Tuesday, April 14, 2015

Now Playing: Welcome to Night Vale (Part 2)

This is part two of a series on tabletop games inspired by the podcast Welcome to Night Vale. Part one can be found here.

The game of Night Vale I ran was a one-shot, so it only took about three hours and left very few loose ends.

The Voice of Night Vale

Night Vale is best with some weird descriptions and elaborate prose, so I use a lot more detailed notes than most games I run. The story kicks off with the Night Vale theme playing behind an introduction to the mystery. It is important to remember that the Night Vale podcast narrator, Cecil, has the calm and lyrical voice of a public radio host. Night Vale is best when narrated in a similar tone. Speaking so clearly and at a steady pace allows the time to think up more details even as you speak. It also lets you draw out the imagery of each scene, as well as keeping the humor deadpan as it should be (Smirks or giggles would kill the jokes in this setting.)

Here is part of the script for the opening intro:

"The Nightvale Mall has seen a number of disappearances lately, after after opening its doors to early February christmas shoppers. Local residents are reporting that family members have insisted on continuing their bargain-hunting expedition well into the twilight years of their lives, as their bodies and minds wither away and the last bags of i-pods, fancy wristwatches and collectible ceramic figurines of kittens fall from their cold dead hands. Attempts to retrieve their loved ones have been unsuccessful, and resulted in the disappearance of the searchers themselves."

Assembling The Cast

Just your average accounting office employee

All of my Night Vale games put players in the role of members of the Historical Society, which allows a pseudo-explanation for their investigation into the bizarre affairs of the community.

The players start in the shopping mall and can't leave. The revolving doors defy time and space and take them right back into the building. This kind of limitation is not something I usually do, but I had already worked it out with my players that this would be a one-shot inside a mall, not all over town.

My players get a chance to introduce their characters, but of course their characters are already acquainted with each other through the society.

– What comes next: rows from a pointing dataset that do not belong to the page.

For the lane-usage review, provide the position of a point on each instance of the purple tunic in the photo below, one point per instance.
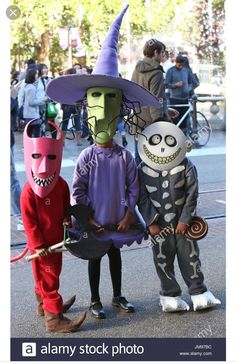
(107, 179)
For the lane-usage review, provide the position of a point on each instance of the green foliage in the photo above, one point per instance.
(210, 19)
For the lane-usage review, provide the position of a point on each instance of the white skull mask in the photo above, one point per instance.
(162, 146)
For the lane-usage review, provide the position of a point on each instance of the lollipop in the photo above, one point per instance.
(197, 229)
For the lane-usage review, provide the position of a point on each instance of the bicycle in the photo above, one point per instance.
(198, 130)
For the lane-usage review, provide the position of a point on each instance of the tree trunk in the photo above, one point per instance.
(43, 49)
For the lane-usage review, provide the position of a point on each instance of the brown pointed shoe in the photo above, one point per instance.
(68, 304)
(60, 323)
(39, 308)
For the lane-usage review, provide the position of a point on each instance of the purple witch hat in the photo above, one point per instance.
(70, 89)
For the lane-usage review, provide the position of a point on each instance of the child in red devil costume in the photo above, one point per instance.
(45, 199)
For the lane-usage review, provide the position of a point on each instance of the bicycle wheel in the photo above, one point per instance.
(201, 132)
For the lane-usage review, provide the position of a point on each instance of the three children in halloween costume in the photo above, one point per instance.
(111, 187)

The team consists of:
  • A baseball player who sees the ghosts of dead world leaders
  • A park ranger who randomly appears where he shouldn't
  • A scientist with mystic runes tattooed across his body (A poor choice he made in college)
  • A library page who can speed read fast enough to break the time barrier, reading things in the past and future.
Telling The Story

The nearly abandoned shopping mall bears immediate clues about its true nature, signs relating to Strexcorp. This is a sinister corporation from a neighboring town that is known for its sanitized consumerism as much as Night Vale is for its sense of community values. I included Strex promotions all over the mall, which I stole shamelessly from Veridian Dynamics, the unscrupulous employers of the underrated sitcom Better Off Ted.

Photo by The Caldor Rainbow
"Cheerful Female Voice: StrexCorp. Doing the right thing. It's important. What does it mean in business? We have no idea. We know what wrong is. Actually, no, we don't. Because we're a successful company, not some boring ethics professor. StrexCorp. Right and Wrong. It means something. We just don't know what." 

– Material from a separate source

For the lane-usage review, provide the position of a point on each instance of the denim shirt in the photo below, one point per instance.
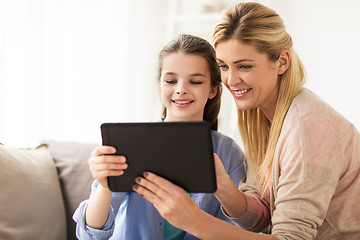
(133, 217)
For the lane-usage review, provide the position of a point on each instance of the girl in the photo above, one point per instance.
(303, 178)
(190, 89)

The shopping mall holds a personal appeal to me, as I love the idea of eerily abandoned urban areas. It's also a bit of an homage to the Dead Rising video games. In this mall, songs like Frosty the Snowman and Deck The Halls play constantly, with haunting record skips and reversals. The story that will eventually unfold involves the sale of defective blood stones which cause the "politically non-threatening secular holiday music playlist" to become sentient and lock down the building. It brainwashes the customers into "bargain zombies" and fills the building with its music and mesmerizing static.

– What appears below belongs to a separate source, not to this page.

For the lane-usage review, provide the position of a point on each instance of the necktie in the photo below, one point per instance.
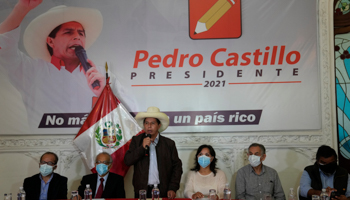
(100, 189)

Speaking of music, that is another aspect to this setting that is important. As an ambient soundtrack, I recommend very low-key electronica playlist of artists like Disparition, the composer/performer of the series' theme. And when you reach a mid-point intermission in your game, be sure to present "The weather" and play a particularly relaxing song. (A little inside joke for Night Vale fans.)

I will post some final thoughts on this particular game soon. Happy Ventures!